China Reports 4th Death from A/H1N1 Flu
    2009-10-28 20:46:02     Xinhua      Web Editor: Xu Fei
 

Related: China Faces "Severe Challenges" in Combating A/H1N1 Flu

                Beijing Takes Action to Cope with Rising Flu Cases

Beijing has reported its first death case of A/H1N1 flu, also the fourth on the Chinese mainland, health authorities said Wednesday.

The patient, a freshman at the Beijing University of Aeronautics and Astronautics, had tested positive for A/H1N1 flu and died Tuesday, a spokesman with the Beijing Municipal Health Bureau said.

The young student and some other schoolmates developed fever and other flu symptoms during a military training -- a compulsory training for freshmen at Chinese universities -- in the past week in Daxing District in suburban Beijing.

The student was sent to a district hospital Monday as the physical condition deteriorated, but died Tuesday.

More than 3,000 freshmen from the university attended the military training starting Oct. 22, and 28 out of 71 who had temperatures above 38 degrees Celsius had tested positive for A/H1N1 flu, the health bureau spokesman said.

"The health and education authorities have ordered the university to enhance prevention measures and quarantine the patients. Currently, they are all in stable condition and no severe case has been reported," he said.

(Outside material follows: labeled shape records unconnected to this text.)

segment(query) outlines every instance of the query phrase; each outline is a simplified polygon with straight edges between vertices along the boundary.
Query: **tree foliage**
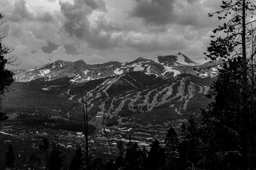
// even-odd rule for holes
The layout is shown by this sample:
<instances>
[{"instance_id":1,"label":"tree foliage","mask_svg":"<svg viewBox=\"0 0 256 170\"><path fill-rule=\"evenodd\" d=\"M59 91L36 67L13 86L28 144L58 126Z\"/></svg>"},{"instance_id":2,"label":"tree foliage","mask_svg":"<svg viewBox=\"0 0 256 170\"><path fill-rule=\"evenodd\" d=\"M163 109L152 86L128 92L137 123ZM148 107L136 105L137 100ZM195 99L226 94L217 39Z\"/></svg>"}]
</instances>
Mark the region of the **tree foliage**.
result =
<instances>
[{"instance_id":1,"label":"tree foliage","mask_svg":"<svg viewBox=\"0 0 256 170\"><path fill-rule=\"evenodd\" d=\"M3 19L4 15L0 12L0 20ZM14 57L8 57L6 56L13 49L5 46L3 43L3 39L5 37L5 34L0 34L0 108L2 106L2 97L4 94L9 90L8 87L14 81L13 73L8 69L6 66L7 64L13 63ZM0 121L4 121L8 118L4 113L0 112Z\"/></svg>"},{"instance_id":2,"label":"tree foliage","mask_svg":"<svg viewBox=\"0 0 256 170\"><path fill-rule=\"evenodd\" d=\"M15 167L15 156L12 145L9 145L6 152L5 166L9 168L14 168Z\"/></svg>"}]
</instances>

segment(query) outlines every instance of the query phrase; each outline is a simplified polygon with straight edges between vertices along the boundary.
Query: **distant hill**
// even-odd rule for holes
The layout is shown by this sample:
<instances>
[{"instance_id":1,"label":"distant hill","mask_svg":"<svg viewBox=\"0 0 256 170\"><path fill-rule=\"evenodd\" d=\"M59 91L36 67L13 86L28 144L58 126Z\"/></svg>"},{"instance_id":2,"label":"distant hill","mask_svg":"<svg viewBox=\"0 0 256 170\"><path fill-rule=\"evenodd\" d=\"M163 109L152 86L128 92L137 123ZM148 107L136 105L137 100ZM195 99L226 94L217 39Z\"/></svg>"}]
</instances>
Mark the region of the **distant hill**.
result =
<instances>
[{"instance_id":1,"label":"distant hill","mask_svg":"<svg viewBox=\"0 0 256 170\"><path fill-rule=\"evenodd\" d=\"M16 82L3 108L81 121L82 92L84 99L87 94L92 122L98 112L124 122L132 121L136 114L154 115L150 121L155 123L188 118L211 101L205 95L217 67L199 75L194 71L210 64L197 64L181 53L125 63L58 60L15 71Z\"/></svg>"}]
</instances>

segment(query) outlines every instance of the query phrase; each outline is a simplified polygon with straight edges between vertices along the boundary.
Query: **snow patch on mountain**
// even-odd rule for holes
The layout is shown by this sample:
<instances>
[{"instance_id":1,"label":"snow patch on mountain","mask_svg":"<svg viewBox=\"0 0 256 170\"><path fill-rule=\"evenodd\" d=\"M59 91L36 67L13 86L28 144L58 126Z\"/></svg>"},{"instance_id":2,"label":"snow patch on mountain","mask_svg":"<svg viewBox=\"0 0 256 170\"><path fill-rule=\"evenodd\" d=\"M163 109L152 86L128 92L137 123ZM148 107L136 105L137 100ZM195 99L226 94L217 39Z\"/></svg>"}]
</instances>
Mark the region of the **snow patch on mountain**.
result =
<instances>
[{"instance_id":1,"label":"snow patch on mountain","mask_svg":"<svg viewBox=\"0 0 256 170\"><path fill-rule=\"evenodd\" d=\"M49 69L47 69L40 70L39 71L40 72L39 76L44 76L45 74L49 73L51 72L51 70Z\"/></svg>"},{"instance_id":2,"label":"snow patch on mountain","mask_svg":"<svg viewBox=\"0 0 256 170\"><path fill-rule=\"evenodd\" d=\"M120 75L120 74L122 74L124 73L124 71L123 71L123 70L120 70L120 69L116 69L114 71L114 73L115 73L115 74L116 74Z\"/></svg>"},{"instance_id":3,"label":"snow patch on mountain","mask_svg":"<svg viewBox=\"0 0 256 170\"><path fill-rule=\"evenodd\" d=\"M163 75L164 75L166 73L170 73L172 72L173 73L173 76L175 77L177 75L180 74L180 72L174 69L173 67L169 67L166 66L164 66L164 73L163 73Z\"/></svg>"}]
</instances>

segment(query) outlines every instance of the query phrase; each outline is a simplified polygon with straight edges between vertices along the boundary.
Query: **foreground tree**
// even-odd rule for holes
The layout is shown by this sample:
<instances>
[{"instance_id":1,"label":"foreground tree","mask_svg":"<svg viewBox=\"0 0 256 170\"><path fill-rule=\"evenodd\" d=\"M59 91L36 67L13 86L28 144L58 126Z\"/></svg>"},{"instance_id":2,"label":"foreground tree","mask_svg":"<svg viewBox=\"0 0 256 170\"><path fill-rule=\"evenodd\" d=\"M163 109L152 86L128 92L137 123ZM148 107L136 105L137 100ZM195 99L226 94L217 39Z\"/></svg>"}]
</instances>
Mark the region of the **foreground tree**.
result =
<instances>
[{"instance_id":1,"label":"foreground tree","mask_svg":"<svg viewBox=\"0 0 256 170\"><path fill-rule=\"evenodd\" d=\"M52 150L49 160L48 169L49 170L61 169L64 156L62 155L61 146L58 143L52 143Z\"/></svg>"},{"instance_id":2,"label":"foreground tree","mask_svg":"<svg viewBox=\"0 0 256 170\"><path fill-rule=\"evenodd\" d=\"M73 159L69 166L70 170L79 170L82 169L84 165L84 159L82 158L83 152L81 147L76 149L76 154L73 156Z\"/></svg>"},{"instance_id":3,"label":"foreground tree","mask_svg":"<svg viewBox=\"0 0 256 170\"><path fill-rule=\"evenodd\" d=\"M0 12L0 20L4 17L2 13ZM14 62L14 57L6 57L13 49L9 48L3 44L3 39L5 37L5 34L0 34L0 109L2 107L2 97L4 94L9 90L8 87L13 81L13 73L6 68L7 64L12 64ZM8 117L6 114L0 112L0 121L6 120Z\"/></svg>"},{"instance_id":4,"label":"foreground tree","mask_svg":"<svg viewBox=\"0 0 256 170\"><path fill-rule=\"evenodd\" d=\"M209 13L210 17L217 15L219 20L224 20L225 22L213 31L212 38L215 38L217 35L220 36L211 41L210 46L207 48L208 52L205 53L207 57L212 60L218 59L226 60L228 64L225 71L228 73L227 76L235 77L236 79L230 81L239 82L239 89L236 91L236 96L238 107L234 111L233 106L227 106L223 114L232 115L235 113L235 115L237 115L237 120L233 123L241 125L239 129L236 129L241 141L241 149L239 154L243 160L241 164L243 165L241 169L253 169L253 166L255 122L253 103L255 102L255 91L253 65L256 52L253 49L254 34L256 31L255 3L253 0L223 0L221 6L222 10ZM228 61L227 61L227 59L229 59ZM252 61L250 71L248 68L249 60ZM237 71L239 71L238 76L234 74ZM235 83L235 85L237 84ZM228 87L223 91L228 90ZM224 96L224 99L225 98L226 96ZM216 99L216 103L219 99ZM218 107L219 105L215 106ZM221 125L221 122L219 124ZM211 124L205 124L207 125Z\"/></svg>"},{"instance_id":5,"label":"foreground tree","mask_svg":"<svg viewBox=\"0 0 256 170\"><path fill-rule=\"evenodd\" d=\"M203 110L201 139L205 161L202 164L207 169L248 168L244 167L248 160L243 158L244 118L241 110L240 91L244 82L243 65L239 64L242 60L229 60L223 66L209 94L216 101Z\"/></svg>"},{"instance_id":6,"label":"foreground tree","mask_svg":"<svg viewBox=\"0 0 256 170\"><path fill-rule=\"evenodd\" d=\"M8 168L15 167L15 156L14 155L13 148L12 145L9 145L8 149L6 152L5 166Z\"/></svg>"}]
</instances>

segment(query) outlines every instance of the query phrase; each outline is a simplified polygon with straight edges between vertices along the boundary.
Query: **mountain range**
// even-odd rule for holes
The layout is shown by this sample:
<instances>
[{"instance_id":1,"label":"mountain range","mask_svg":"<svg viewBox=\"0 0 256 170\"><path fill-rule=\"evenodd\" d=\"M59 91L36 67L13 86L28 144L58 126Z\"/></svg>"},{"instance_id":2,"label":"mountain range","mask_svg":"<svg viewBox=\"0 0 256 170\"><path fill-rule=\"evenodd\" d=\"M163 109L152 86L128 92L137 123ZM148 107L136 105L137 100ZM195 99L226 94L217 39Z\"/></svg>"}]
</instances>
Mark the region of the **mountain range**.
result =
<instances>
[{"instance_id":1,"label":"mountain range","mask_svg":"<svg viewBox=\"0 0 256 170\"><path fill-rule=\"evenodd\" d=\"M117 120L162 124L199 115L211 99L205 97L218 74L218 66L203 73L185 55L138 58L129 62L88 64L57 60L41 67L13 71L15 82L3 101L7 112L38 113L83 120L82 97L86 96L89 118L104 115Z\"/></svg>"}]
</instances>

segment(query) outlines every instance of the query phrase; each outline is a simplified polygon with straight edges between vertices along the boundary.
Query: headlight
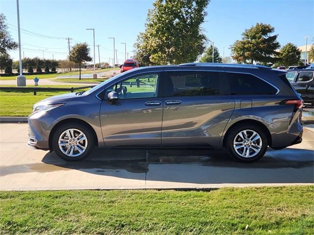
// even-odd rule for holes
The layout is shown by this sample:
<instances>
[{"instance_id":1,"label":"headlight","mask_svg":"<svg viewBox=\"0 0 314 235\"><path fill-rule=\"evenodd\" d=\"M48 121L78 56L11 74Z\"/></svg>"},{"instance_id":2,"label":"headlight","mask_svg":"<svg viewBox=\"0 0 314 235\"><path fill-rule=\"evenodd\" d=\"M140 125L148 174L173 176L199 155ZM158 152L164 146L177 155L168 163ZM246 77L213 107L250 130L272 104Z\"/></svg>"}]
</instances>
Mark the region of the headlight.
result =
<instances>
[{"instance_id":1,"label":"headlight","mask_svg":"<svg viewBox=\"0 0 314 235\"><path fill-rule=\"evenodd\" d=\"M33 107L33 113L38 111L49 111L52 109L55 109L60 106L64 105L65 103L60 103L58 104L50 104L43 105L39 105L38 106L34 106Z\"/></svg>"}]
</instances>

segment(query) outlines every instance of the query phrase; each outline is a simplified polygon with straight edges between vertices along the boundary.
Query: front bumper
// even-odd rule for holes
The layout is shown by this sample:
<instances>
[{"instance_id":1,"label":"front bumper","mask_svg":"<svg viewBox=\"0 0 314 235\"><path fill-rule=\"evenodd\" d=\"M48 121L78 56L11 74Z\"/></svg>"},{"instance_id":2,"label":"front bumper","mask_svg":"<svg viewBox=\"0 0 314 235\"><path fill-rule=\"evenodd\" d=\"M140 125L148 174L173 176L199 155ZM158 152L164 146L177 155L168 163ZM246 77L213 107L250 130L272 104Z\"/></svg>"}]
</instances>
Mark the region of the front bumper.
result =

The A/H1N1 flu has earlier caused three deaths on the Chinese mainland -- an 18-year-old woman in Tibet who died on Oct. 4, a 43-year-old woman who died on Oct. 16 in Tibet's neighboring province of Qinghai, and an unspecified patient who died on Oct. 25 in the northwestern Xinjiang Uygur Autonomous Region.

The Chinese mainland had reported 35,664 confirmed cases of the A/H1N1 flu by 3 p.m. Monday, the Ministry of Health said.

A total of 29,155 patients had recovered. Seventeen of 53 patients in serious conditions had been cured, the ministry said.

China is currently experiencing what experts called "a second round of A/H1N1 flu infection," as recent infections are more widespread and increasing rapidly.

The Chinese mainland also reported two A/H1N1-related deaths last Friday, but in one case, a 72-year-old man, the first severe A/H1N1 flu patient in Beijing, died of chronic illnesses even after the flu was cured.

In another case, a seven-year-old boy in northeast China's Heilongjiang Province died of seasonal influenza and severe pneumonia. The A/H1N1 strain was found in the flu viruses that infected the first grader at Yingjun Primary School in Suihua City, but it was not yet known if the A/H1N1 flu was the main cause for the boy's death.